Natural ways to build healthy bones
Joy Onuorah
Building healthy bones is extremely important. Fortunately, many nutrition and lifestyle habits can help you build strong bones and maintain them as you age.
Here are 10 natural ways to build healthy bones:
Eat lots of vegetables
Consuming a diet high in vegetables has been shown to help create healthy bones during childhood and protect bone mass in young adults and older women.
Perform strength training and weight bearing exercises
Performing weight-bearing and resistance training exercises can help increase bone formation during bone growth and protect bone health in older adults, including those with low bone density.
Consume enough protein
A low protein intake can lead to bone loss, while a high protein intake can help protect bone health during aging and weight loss.
Eat high calcium foods
Calcium is the main mineral found in bones and must be consumed every day to protect bone health.
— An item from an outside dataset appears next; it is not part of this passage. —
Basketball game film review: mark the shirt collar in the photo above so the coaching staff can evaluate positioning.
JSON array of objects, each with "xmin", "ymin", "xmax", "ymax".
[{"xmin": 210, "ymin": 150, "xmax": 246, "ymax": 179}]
Spreading your calcium intake throughout the day will optimize absorption.
Eat plenty of Vitamin D and K
Getting adequate amounts of vitamins D and K2 from food or supplements may help protect bone health.
Avoid low calorie diet
Diets providing too few calories have been found to reduce bone density, even when combined with resistance exercise. Consume a balanced diet with at least 1,200 calories daily to preserve bone health.
Take collagen supplement
Emerging evidence suggests that supplementing with collagen may help preserve bone health by reducing collagen breakdown.
Maintain staple, healthy weight
Being too thin or too heavy can negatively affect bone health. Furthermore, maintaining a stable weight, rather than repeatedly losing and regaining it, can help preserve bone density.
Eat foods high in magnesium and zinc
Magnesium and zinc play key roles in achieving peak bone mass during childhood and maintaining bone density during aging.
Consume more Omega-3 fats food
Omega-3 fatty acids have been found to promote the formation of new bone and protect against bone loss in older adults.
Plant sources of omega-3 fats include chia seeds, flaxseeds and walnuts.